On Sunday, that grooving was glorious — joyful, buoyant, liberated. Afterward, Garland, Copeland, Hutsell, Lall, Hutchinson, Henson, Kouadio Davis (Dance Theater of Harlem) and India Bradley (New York City Ballet) all sat down to discuss the experience of making “Stare Decisis” and the meaning of dancing together. (Another cast member, Melvin Lawovi of Ballet Theater, was absent.) It was a conversation that quickly became a wide-ranging discussion of being Black in ballet. Here are edited excerpts.

KOUADIO DAVIS: I feel like maybe we’re entering a new era as Black dancers. I’ve often felt competitive with the other Black people in the room, because there’s so little space [for us]. But this has been an opportunity for me to get it into my body and mind that I need to root for the other Black and brown people in my community.




INDIA BRADLEY: Growing up, I was always in a class that was completely white. And I never really thought about it. I feel like you go through that phase where you don’t really think about it, and then you have a moment where you realize it. And it’s usually not because of you realizing it. It’s somebody showing you.

RACHEL HUTSELL: Working with Mr. Garland has been especially fun because he’s trying to draw more out of me. I’ve been told before — even fairly recently — that my excitement takes away from my technique.

MISTY COPELAND: A lot to unpack there.

HUTSELL: It has to do with literally looking different onstage and “try not to draw too much attention to yourself because you look different.” So it’s taking me a mental minute to realize that I can actually go for it, because my excitement adds to my technique and it’s being asked for and it’s needed.

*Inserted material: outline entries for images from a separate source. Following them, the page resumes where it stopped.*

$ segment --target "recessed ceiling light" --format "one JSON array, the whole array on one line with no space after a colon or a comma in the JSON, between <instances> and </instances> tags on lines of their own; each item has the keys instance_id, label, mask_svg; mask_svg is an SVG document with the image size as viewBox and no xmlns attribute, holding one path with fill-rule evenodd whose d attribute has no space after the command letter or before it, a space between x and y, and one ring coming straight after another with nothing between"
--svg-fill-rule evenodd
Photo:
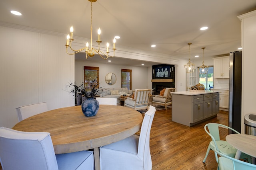
<instances>
[{"instance_id":1,"label":"recessed ceiling light","mask_svg":"<svg viewBox=\"0 0 256 170\"><path fill-rule=\"evenodd\" d=\"M208 29L208 27L203 27L202 28L200 28L200 30L205 30L206 29Z\"/></svg>"},{"instance_id":2,"label":"recessed ceiling light","mask_svg":"<svg viewBox=\"0 0 256 170\"><path fill-rule=\"evenodd\" d=\"M20 12L18 12L16 11L11 11L11 13L13 14L16 15L16 16L21 16L21 13Z\"/></svg>"}]
</instances>

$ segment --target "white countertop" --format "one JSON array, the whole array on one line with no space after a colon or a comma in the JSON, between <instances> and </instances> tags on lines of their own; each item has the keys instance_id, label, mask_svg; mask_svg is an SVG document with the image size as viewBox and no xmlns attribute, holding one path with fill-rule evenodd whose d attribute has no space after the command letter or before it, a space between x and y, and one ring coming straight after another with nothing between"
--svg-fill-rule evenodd
<instances>
[{"instance_id":1,"label":"white countertop","mask_svg":"<svg viewBox=\"0 0 256 170\"><path fill-rule=\"evenodd\" d=\"M172 93L173 94L182 94L183 95L195 96L216 92L212 92L212 91L209 90L205 90L205 92L192 92L189 91L183 91L181 92L172 92Z\"/></svg>"},{"instance_id":2,"label":"white countertop","mask_svg":"<svg viewBox=\"0 0 256 170\"><path fill-rule=\"evenodd\" d=\"M212 88L211 90L229 90L229 89L225 89L222 88Z\"/></svg>"}]
</instances>

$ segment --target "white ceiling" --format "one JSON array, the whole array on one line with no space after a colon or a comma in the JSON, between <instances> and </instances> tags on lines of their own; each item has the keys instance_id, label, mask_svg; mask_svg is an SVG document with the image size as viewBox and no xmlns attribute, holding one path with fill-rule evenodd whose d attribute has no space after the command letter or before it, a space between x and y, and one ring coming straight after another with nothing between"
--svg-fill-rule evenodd
<instances>
[{"instance_id":1,"label":"white ceiling","mask_svg":"<svg viewBox=\"0 0 256 170\"><path fill-rule=\"evenodd\" d=\"M127 47L187 59L191 42L192 60L201 61L202 47L205 58L238 51L237 16L255 10L256 0L98 0L93 3L93 39L100 27L102 45L118 35L118 46ZM22 15L14 16L11 10ZM88 0L0 0L0 22L66 35L73 25L74 36L90 39L90 20ZM204 26L209 29L200 31ZM200 57L195 58L196 55ZM119 60L120 64L128 62Z\"/></svg>"}]
</instances>

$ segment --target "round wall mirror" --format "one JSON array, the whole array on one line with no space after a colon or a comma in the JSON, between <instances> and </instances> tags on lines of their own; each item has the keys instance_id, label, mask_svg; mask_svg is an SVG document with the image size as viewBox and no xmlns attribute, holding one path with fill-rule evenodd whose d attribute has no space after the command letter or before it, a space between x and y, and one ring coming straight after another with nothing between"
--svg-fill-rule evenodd
<instances>
[{"instance_id":1,"label":"round wall mirror","mask_svg":"<svg viewBox=\"0 0 256 170\"><path fill-rule=\"evenodd\" d=\"M110 72L106 75L105 80L108 84L113 85L116 82L116 77L114 74Z\"/></svg>"}]
</instances>

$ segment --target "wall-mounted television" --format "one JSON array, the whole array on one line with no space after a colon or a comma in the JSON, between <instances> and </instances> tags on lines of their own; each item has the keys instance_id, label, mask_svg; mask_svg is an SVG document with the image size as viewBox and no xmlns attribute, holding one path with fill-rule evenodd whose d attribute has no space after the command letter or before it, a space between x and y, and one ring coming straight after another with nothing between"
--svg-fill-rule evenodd
<instances>
[{"instance_id":1,"label":"wall-mounted television","mask_svg":"<svg viewBox=\"0 0 256 170\"><path fill-rule=\"evenodd\" d=\"M152 79L173 78L174 72L174 65L163 64L152 66Z\"/></svg>"}]
</instances>

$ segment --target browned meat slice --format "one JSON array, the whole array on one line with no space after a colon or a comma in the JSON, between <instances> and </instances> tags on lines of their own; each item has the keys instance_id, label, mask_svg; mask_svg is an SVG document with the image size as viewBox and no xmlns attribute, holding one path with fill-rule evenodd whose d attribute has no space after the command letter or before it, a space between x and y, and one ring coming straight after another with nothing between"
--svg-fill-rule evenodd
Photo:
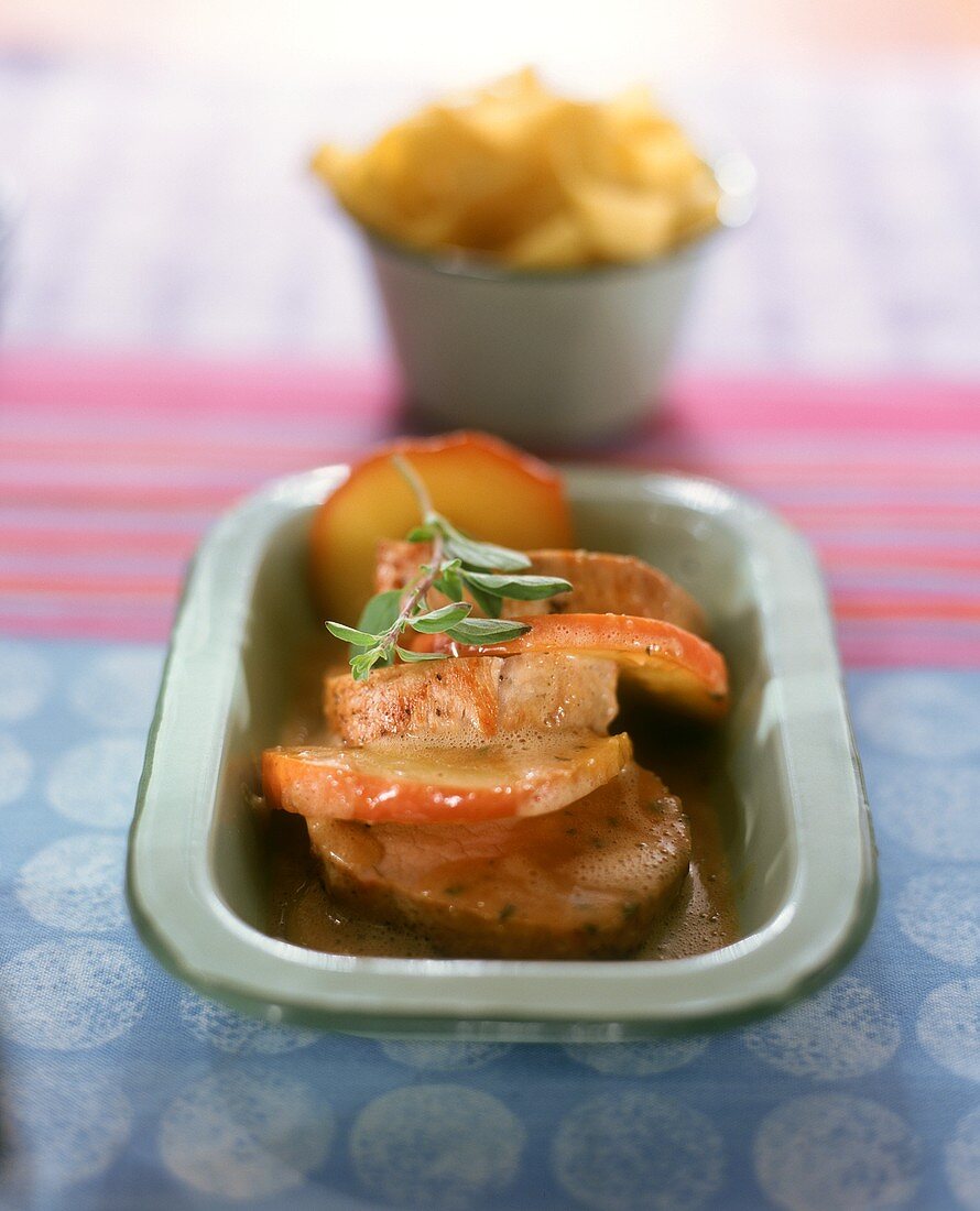
<instances>
[{"instance_id":1,"label":"browned meat slice","mask_svg":"<svg viewBox=\"0 0 980 1211\"><path fill-rule=\"evenodd\" d=\"M455 958L629 955L672 905L690 859L680 800L636 765L525 820L308 826L339 905L407 925Z\"/></svg>"},{"instance_id":2,"label":"browned meat slice","mask_svg":"<svg viewBox=\"0 0 980 1211\"><path fill-rule=\"evenodd\" d=\"M382 539L378 543L374 582L378 592L401 589L425 563L430 547L424 543ZM539 602L504 602L504 616L529 614L630 614L657 618L705 636L704 610L690 593L670 576L631 555L602 555L596 551L528 551L528 573L562 576L572 592ZM432 598L434 604L443 601Z\"/></svg>"},{"instance_id":3,"label":"browned meat slice","mask_svg":"<svg viewBox=\"0 0 980 1211\"><path fill-rule=\"evenodd\" d=\"M554 728L604 734L617 713L612 660L532 653L395 665L363 682L327 677L323 708L337 744L385 739L478 745Z\"/></svg>"}]
</instances>

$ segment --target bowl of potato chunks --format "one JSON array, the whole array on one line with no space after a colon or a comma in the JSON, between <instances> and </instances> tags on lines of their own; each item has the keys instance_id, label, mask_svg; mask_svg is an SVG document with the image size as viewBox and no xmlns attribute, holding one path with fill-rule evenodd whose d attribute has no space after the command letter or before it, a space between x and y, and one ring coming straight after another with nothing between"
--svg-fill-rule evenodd
<instances>
[{"instance_id":1,"label":"bowl of potato chunks","mask_svg":"<svg viewBox=\"0 0 980 1211\"><path fill-rule=\"evenodd\" d=\"M709 237L751 210L751 168L646 88L571 99L529 69L313 167L367 241L414 412L531 443L651 413Z\"/></svg>"}]
</instances>

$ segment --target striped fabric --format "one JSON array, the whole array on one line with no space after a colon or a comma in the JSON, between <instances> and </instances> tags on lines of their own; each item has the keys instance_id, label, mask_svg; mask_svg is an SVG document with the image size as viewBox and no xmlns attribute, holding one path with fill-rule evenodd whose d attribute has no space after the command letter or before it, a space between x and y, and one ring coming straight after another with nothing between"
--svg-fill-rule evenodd
<instances>
[{"instance_id":1,"label":"striped fabric","mask_svg":"<svg viewBox=\"0 0 980 1211\"><path fill-rule=\"evenodd\" d=\"M165 638L214 517L390 436L395 401L359 366L6 355L0 632ZM850 666L980 662L980 388L686 377L661 423L589 457L778 509L816 547Z\"/></svg>"}]
</instances>

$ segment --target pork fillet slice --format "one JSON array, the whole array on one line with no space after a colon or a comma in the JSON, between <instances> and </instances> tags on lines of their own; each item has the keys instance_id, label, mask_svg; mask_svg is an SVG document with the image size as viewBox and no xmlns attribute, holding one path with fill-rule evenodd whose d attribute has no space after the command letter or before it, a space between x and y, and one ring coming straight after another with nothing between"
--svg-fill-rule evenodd
<instances>
[{"instance_id":1,"label":"pork fillet slice","mask_svg":"<svg viewBox=\"0 0 980 1211\"><path fill-rule=\"evenodd\" d=\"M327 677L323 708L331 741L343 745L471 746L557 728L604 735L617 713L615 679L615 664L598 656L470 656L395 665L362 682Z\"/></svg>"}]
</instances>

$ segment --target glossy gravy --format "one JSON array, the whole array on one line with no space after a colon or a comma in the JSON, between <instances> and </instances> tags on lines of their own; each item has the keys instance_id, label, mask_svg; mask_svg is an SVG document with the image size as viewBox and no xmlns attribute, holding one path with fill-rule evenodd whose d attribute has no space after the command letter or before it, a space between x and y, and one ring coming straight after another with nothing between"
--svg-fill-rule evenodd
<instances>
[{"instance_id":1,"label":"glossy gravy","mask_svg":"<svg viewBox=\"0 0 980 1211\"><path fill-rule=\"evenodd\" d=\"M304 661L320 670L323 661ZM321 675L310 673L285 729L287 745L315 741L321 728ZM654 928L635 959L675 959L717 951L739 937L738 914L724 851L734 803L718 777L715 737L678 727L648 711L625 707L618 721L634 739L636 759L657 771L683 803L690 821L690 869L678 900ZM274 811L269 822L269 932L297 946L331 954L389 958L440 957L409 929L380 924L332 902L320 863L310 854L305 821Z\"/></svg>"}]
</instances>

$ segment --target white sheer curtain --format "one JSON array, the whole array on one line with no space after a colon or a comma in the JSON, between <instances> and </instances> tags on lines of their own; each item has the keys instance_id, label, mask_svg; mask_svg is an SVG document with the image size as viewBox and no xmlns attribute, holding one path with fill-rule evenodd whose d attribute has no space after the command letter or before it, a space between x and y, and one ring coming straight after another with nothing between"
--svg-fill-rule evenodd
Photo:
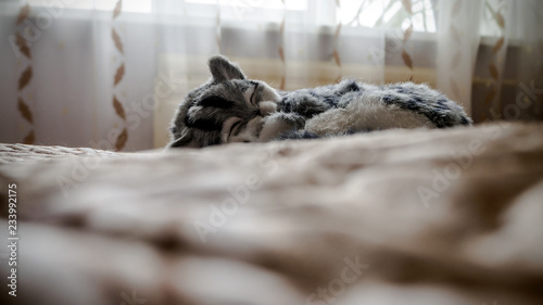
<instances>
[{"instance_id":1,"label":"white sheer curtain","mask_svg":"<svg viewBox=\"0 0 543 305\"><path fill-rule=\"evenodd\" d=\"M0 141L164 145L223 53L279 89L428 82L476 122L541 119L543 1L0 2Z\"/></svg>"}]
</instances>

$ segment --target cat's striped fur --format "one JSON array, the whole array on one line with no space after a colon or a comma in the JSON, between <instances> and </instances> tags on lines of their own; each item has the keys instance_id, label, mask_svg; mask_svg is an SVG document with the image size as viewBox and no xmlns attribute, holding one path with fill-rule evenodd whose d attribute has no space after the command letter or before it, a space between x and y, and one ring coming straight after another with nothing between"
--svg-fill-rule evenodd
<instances>
[{"instance_id":1,"label":"cat's striped fur","mask_svg":"<svg viewBox=\"0 0 543 305\"><path fill-rule=\"evenodd\" d=\"M462 106L426 85L343 80L279 91L247 79L222 55L211 58L209 65L212 78L191 90L177 111L171 148L471 124Z\"/></svg>"}]
</instances>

COPELAND: There’s so much disguised language that we’re left to decipher. Nowadays we’re in a place where we can step back from ourselves and see that we don’t have to take it personally. But it’s about something you can’t control: your skin, your personality, “excitement.” To me, it’s like they’re saying, “Don’t be you.”

BRADLEY: You look different, but we’ll put you in the brochure.

HUTSELL: Oh my gosh, yes. They won’t cast you in anything, but you can be on the billboard.

BRADLEY: For a lot of people in charge of ballet companies, white is the classical beauty standard.

HUTSELL: My sister, who just got into the Birmingham Royal Ballet, sent me a meme that said, “When did you realize you weren’t ugly, you just weren’t white?” That explains it perfectly.

ALEXANDRA HUTCHINSON: I feel we had a lot of time this year to reflect because we were stuck at home. I had time to think, “Oh, it was because I was Black that I had that experience in the studio.” I’m not the type of person that says it was because of the color of my skin. But sometimes you have to realize, no, it was because I’m Black that I was treated that way, and it’s not OK.

HUTSELL: And nobody comes up to you when you are 14 and says: “At a certain point, you’re going to be every little Black girl’s idol. Get ready. You now have to carry the weight of all that on your shoulders.” You have to take the responsibility of making sure people coming up after you are OK, and you’re not OK.

BRADLEY: We could talk about this topic for weeks and still not get to the bottom of it.

ERICA LALL: But I think it’s important for audience members to see all of us onstage together, in the spotlight, and not just trying to quote-unquote blend into the corps.

HUTCHINSON: It’s definitely nice just to be yourself.